Another useful article to understand floating point numbers is Wikipedia's Double-precision floating-point format.

Call the Math.Round method to ensure that both values have the same precision. The following example modifies a previous example to use this approach so that two fractional values are equivalent:

using System;

public class Example
{
   public static void Main()
   {
      double value1 = .333333333333333;
      double value2 = 1.0/3;
      int precision = 7;
      value1 = Math.Round(value1, precision);
      value2 = Math.Round(value2, precision);
      Console.WriteLine("{0:R} = {1:R}: {2}", value1, value2, value1.Equals(value2));
   }
}
// The example displays the following output: 
//        0.3333333 = 0.3333333: True

Here is the answer: http://www.codeproject.com/Articles/383871/Demystify-Csharp-floating-point-equality-and-relat

Floating values are only approximations. To compare two floating point values you need to check the difference between them.

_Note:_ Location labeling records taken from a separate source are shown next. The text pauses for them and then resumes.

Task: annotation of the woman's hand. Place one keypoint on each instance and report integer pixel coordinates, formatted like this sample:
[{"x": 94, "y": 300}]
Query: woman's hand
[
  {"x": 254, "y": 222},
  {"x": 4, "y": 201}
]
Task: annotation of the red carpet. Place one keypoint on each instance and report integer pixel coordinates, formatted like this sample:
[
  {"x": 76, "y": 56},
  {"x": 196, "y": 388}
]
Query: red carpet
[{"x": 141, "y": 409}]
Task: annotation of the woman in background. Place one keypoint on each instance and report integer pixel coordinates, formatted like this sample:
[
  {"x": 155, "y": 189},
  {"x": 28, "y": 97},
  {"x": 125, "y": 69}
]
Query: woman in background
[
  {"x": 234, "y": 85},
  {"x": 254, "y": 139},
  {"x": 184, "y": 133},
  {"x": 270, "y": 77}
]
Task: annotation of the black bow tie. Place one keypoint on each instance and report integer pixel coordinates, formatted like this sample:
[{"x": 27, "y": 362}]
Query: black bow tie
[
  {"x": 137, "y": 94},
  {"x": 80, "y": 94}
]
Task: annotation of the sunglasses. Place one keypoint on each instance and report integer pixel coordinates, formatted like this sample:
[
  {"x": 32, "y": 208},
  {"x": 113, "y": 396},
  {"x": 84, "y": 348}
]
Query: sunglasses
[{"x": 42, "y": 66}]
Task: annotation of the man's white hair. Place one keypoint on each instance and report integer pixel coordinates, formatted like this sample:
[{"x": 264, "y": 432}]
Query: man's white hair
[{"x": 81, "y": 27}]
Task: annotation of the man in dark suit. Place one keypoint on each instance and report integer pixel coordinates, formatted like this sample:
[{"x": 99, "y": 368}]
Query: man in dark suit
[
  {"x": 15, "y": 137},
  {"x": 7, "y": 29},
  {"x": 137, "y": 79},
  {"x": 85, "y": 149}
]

The difference cannot be greater than float.Epsilon

Use this to compare these values:

bool AlmostEqualDoubles(double nVal1, double nVal2, int nPrecision = 6)
{
   nPrecision = Math.Max(Math.Min(16, nPrecision), 0);
   double nEpsilon = 1.0;
   for (int i = 0; i < nPrecision; i++) nEpsilon *= 0.1;       
   return (nVal2 - nEpsilon) < nVal1 && nVal1 < (nVal2 + nEpsilon);
}

internally, a double is stored in bits, in base-2. All integers can be represented exactly in base-2, but when it comes to fractions, it;s another matter all together.

The same way that we cannot precisely respresent the result of 1/3 in our decimal system, in a binary system you cannot represent all fractions. Since decimal is base-10, it is easy to represent x/10 in decimal, but in base-2, it is impossible for some x.

So whenever you use doubles, always be aware of some rounding errors.

For this reason, doubles are not to be used whenever exact numbers are required, as with monetary amounts.